Is Teflon Bad for You?

It’s best to avoid cooking with Teflon at temperatures above 482 °F (250 °C), as some technical studies ¹ claim this is where the PTFE coating starts to deteriorate and become concerning for health.

DuPont admits that Teflon gas, emitted when the cookware is overheated, is toxic. This is thought to cause ‘Teflon flu’ in humans.2, 3 The toxic fumes are said to irritate eyes, nose, and throat and cause respiratory distress, with symptoms likely to last 24 hr.2

The particles scratched from Teflon pans, however, are not considered harmful.

Does Teflon Coating Cause Harm to Birds?

Environmental harm is one of the concerns associated with Teflon.

As noted above, the coating deteriorates at temperatures on high heat settings. The breakdown products emitted with overheating can be lethal for birds. ²

There are health risks to pet birds. DuPont warns: “birds have extremely sensitive respiratory systems, bird owners must take precautions to protect them” (www.chemours.com, accessed Sept 2019). 2

If you have birds, you may want to steer away from Teflon or at least make sure your birds are well away from the kitchen and the exhaust vents. Unless of course, you can ensure you maintain cooking heat at low to medium.

Is ceramic safe?

The ceramic technology that offers a pan without Teflon is said to be healthier because it has no toxic chemicals. It is PTFE and PFOA free, as well as free from cadmium and lead, and hence considered toxin-free.
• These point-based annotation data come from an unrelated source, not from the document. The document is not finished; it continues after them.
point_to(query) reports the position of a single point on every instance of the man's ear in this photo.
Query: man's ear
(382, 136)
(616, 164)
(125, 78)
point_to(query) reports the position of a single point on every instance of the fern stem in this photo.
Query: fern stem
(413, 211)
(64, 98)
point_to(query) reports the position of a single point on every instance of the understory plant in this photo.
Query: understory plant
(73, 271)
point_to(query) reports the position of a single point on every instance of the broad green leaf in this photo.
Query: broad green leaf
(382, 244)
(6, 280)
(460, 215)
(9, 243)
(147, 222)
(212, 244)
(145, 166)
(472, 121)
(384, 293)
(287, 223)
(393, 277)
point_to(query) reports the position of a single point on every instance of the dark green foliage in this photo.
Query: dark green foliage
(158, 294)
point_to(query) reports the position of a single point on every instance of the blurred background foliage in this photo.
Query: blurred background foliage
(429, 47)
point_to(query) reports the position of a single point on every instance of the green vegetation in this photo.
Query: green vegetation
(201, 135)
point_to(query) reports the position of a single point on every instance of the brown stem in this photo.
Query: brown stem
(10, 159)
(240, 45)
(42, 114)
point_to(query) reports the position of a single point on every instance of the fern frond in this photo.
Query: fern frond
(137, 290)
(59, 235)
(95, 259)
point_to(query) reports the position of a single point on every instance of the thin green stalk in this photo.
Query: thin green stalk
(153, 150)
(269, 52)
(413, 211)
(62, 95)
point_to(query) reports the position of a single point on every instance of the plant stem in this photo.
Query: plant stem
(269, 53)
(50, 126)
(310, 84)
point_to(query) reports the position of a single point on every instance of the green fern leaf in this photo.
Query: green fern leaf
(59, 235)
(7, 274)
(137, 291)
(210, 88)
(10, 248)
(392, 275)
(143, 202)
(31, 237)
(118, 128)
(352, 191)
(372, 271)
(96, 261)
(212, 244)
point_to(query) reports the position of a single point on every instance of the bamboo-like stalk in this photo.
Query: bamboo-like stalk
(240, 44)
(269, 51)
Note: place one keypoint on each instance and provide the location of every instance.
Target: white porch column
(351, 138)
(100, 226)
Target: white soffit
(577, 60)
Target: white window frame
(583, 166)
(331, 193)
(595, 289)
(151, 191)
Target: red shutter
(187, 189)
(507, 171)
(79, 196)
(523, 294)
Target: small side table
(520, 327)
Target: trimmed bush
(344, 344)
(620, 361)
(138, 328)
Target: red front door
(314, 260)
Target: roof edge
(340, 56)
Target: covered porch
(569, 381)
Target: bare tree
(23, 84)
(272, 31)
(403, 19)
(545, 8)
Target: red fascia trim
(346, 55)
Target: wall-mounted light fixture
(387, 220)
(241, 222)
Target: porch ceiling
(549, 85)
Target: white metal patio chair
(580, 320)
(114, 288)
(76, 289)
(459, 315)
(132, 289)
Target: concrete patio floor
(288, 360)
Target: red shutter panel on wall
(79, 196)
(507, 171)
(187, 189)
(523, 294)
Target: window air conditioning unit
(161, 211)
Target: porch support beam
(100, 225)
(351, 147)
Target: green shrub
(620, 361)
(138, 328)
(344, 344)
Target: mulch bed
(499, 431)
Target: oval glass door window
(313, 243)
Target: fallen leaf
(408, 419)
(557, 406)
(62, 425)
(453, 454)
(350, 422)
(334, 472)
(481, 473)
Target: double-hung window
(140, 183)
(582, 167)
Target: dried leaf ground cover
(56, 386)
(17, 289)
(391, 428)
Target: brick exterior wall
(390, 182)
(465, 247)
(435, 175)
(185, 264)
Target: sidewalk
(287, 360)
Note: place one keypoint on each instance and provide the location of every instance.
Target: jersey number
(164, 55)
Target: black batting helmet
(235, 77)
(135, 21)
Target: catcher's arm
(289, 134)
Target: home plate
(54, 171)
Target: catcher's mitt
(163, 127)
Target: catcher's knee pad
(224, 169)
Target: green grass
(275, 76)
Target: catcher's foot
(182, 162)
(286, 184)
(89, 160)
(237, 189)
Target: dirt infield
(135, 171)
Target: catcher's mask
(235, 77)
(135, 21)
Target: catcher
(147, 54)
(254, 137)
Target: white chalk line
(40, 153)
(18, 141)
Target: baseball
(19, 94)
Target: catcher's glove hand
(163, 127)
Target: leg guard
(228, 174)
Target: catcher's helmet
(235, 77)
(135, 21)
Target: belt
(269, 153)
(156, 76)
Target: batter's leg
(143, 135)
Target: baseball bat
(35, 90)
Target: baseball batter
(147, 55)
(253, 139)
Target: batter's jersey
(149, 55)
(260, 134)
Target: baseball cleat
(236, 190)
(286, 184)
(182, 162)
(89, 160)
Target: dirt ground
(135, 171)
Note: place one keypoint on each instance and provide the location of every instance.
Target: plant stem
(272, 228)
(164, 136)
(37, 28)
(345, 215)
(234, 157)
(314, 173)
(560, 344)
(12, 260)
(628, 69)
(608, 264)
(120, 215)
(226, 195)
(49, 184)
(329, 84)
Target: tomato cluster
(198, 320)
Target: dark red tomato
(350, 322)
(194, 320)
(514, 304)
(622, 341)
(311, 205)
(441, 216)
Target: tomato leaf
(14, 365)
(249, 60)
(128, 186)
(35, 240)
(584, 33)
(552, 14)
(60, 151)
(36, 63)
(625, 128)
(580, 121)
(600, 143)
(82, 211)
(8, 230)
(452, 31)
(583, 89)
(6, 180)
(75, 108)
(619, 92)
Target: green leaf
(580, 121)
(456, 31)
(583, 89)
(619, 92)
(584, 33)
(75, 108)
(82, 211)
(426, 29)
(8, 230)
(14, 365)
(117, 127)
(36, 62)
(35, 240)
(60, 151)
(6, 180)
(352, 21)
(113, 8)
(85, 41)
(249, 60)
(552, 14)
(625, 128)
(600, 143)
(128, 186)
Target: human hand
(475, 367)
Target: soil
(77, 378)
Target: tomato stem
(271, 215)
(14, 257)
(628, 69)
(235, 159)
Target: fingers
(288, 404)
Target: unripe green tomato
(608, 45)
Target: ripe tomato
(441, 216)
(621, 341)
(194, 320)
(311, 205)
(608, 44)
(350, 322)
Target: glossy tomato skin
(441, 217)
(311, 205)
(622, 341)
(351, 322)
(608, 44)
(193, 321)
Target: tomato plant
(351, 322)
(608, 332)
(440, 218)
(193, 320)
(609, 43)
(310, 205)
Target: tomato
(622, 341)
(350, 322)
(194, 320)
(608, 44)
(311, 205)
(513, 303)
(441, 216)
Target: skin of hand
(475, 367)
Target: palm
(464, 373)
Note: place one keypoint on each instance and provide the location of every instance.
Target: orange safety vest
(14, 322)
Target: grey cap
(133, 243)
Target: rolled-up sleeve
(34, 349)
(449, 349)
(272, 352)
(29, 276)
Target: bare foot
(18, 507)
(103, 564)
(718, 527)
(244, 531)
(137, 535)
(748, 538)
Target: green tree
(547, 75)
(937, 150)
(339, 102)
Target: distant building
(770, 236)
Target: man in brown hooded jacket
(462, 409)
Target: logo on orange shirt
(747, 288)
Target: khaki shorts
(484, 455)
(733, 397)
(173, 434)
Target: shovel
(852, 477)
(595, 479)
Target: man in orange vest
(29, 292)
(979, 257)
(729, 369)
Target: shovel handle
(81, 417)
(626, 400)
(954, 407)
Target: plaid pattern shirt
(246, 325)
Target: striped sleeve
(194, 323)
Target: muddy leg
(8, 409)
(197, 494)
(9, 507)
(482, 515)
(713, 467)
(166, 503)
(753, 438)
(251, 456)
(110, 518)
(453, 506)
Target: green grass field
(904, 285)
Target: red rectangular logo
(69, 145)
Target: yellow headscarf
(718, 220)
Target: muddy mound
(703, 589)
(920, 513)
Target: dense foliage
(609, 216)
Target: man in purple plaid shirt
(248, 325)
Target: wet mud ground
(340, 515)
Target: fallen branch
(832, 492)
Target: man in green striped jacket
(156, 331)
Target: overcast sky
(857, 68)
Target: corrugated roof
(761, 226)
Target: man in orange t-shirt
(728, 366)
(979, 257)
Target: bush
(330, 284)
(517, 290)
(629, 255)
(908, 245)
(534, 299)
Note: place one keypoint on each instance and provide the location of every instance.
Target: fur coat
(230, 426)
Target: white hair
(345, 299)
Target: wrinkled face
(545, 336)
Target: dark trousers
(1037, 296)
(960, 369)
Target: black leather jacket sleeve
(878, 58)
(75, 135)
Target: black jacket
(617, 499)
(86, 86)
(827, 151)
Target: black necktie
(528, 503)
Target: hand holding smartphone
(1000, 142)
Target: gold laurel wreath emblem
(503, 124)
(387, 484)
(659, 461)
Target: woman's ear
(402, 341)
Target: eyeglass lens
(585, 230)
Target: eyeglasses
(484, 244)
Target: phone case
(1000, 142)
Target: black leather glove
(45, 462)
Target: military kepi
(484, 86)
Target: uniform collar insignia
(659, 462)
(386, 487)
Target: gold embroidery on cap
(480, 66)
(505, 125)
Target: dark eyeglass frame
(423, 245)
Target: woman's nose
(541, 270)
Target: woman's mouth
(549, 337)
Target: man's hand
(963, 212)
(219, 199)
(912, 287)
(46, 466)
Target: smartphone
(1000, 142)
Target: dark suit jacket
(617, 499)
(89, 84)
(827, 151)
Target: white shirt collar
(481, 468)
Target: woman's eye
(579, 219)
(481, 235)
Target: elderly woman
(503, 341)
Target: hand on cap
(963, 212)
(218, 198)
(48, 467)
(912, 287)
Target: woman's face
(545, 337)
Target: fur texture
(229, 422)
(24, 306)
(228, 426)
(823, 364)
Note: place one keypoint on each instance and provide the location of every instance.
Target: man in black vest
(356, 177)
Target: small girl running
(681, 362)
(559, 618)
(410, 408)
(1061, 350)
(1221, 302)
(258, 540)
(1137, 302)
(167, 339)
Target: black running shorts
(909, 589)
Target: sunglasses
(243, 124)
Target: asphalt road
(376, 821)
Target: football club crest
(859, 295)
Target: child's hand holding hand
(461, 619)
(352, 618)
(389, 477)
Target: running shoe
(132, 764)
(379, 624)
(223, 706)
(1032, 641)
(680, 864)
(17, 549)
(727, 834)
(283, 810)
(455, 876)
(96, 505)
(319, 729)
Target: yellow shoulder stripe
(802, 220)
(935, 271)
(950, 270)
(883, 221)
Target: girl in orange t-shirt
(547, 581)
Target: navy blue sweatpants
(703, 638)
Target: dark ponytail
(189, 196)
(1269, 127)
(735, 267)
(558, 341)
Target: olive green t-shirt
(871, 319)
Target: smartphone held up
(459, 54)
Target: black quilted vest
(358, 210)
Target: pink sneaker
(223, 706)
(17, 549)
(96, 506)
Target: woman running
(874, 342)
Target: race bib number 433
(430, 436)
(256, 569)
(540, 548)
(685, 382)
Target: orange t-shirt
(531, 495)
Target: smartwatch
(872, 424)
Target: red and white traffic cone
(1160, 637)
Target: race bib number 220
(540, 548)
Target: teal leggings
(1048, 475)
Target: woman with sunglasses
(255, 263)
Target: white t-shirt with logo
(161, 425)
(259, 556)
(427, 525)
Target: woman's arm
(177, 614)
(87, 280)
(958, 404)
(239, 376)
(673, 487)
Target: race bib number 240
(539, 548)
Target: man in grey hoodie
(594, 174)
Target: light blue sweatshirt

You can read more about whether the ceramic coating is safe in my article on the safety of ceramic nonstick cookware.

Summing It Up

My thoughts on ceramic coated cookware vs Teflon is that it’s best to throw out that old scratched nonstick pan and check out your options.

Looking for non Teflon pans for reduced-fat cooking as a healthy alternative to normal cooking? Why not consider ceramic non stick cookware. Or for a pan that lasts and lasts, a cast iron skillet, which when seasoned will provide the sought-after nonstick performance.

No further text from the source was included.